Gertrude répondit que tous ces noms lui étaient parfaitement inconnus.
Alors il avoua qu’il était au duc d’Anjou, que le duc d’Anjou m’avait vue et était amoureux de moi ; puis, à la suite de cet aveu, vinrent des offres magnifiques pour elle et pour moi : pour elle, si elle voulait introduire le prince près de moi ; pour moi, si je le voulais recevoir.
Chaque soir, M. de Monsoreau venait, et chaque soir je lui disais où nous en étions. Il restait alors depuis huit heures jusqu’à minuit ; mais il était évident que son inquiétude était grande.
Le samedi soir je le vis arriver plus pâle et plus agité que de coutume.
— Écoutez, me dit-il, il faut tout promettre pour mardi ou mercredi.
— Tout promettre, et pourquoi ? m’écriai-je.
— Parce que M. le duc d’Anjou est décidé à tout, qu’il est bien en ce moment avec le roi, et qu’il n’y a rien par conséquent à attendre du roi.
— Mais d’ici à mercredi, doit-il donc se passer quelque événement qui viendra à notre aide ?

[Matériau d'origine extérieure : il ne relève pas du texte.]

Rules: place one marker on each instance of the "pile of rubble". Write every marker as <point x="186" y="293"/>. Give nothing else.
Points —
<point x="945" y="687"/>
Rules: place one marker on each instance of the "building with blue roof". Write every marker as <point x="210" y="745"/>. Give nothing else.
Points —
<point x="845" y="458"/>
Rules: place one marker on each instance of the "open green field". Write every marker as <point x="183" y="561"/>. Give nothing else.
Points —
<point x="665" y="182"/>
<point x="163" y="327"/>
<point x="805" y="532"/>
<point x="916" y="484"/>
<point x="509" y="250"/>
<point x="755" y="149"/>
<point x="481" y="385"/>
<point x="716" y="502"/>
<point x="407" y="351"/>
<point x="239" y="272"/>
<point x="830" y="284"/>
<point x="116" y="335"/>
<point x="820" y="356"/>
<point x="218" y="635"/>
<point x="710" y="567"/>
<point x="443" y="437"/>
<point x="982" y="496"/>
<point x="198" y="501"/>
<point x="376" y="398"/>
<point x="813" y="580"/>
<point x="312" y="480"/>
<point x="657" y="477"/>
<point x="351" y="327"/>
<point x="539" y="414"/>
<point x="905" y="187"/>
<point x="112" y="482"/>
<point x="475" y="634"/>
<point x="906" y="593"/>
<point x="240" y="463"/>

— Peut-être. J’attends de jour en jour cette circonstance qui doit mettre le prince dans ma dépendance. Je la pousse, je la hâte, non seulement de mes vœux, mais de mes actions. Demain il faut que je vous quitte, que j’aille à Montereau.
— Il le faut ? répondis-je avec une espèce de terreur mêlée d’une certaine joie.
— Oui ; j’ai là un rendez-vous indispensable pour hâter cette circonstance dont je vous parlais.
— Et si nous sommes dans la même situation, que faudra-t-il donc faire ? mon Dieu !
— Que voulez-vous que je fasse contre un prince, madame, quand je n’ai aucun droit de vous protéger ? Il faudra céder à la mauvaise fortune…
— Oh ! mon père ! mon père ! m’écriai-je.
Le comte me regarda fixement.
— Oh ! monsieur !
— Qu’avez-vous donc à me reprocher ?
— Oh ! rien : au contraire.
— Mais n’ai-je pas été dévoué comme un ami, respectueux comme un frère ?
— Vous vous êtes en tout point conduit en galant homme.
— N’avais-je pas votre promesse ?
— Oui.
— Vous l’ai-je une seule fois rappelée ?
— Non.
— Et, cependant, quand les circonstances sont telles que vous vous trouvez placée entre une position honorable et une position honteuse, vous préférez d’être la maîtresse du duc d’Anjou à être la femme du comte de Monsoreau.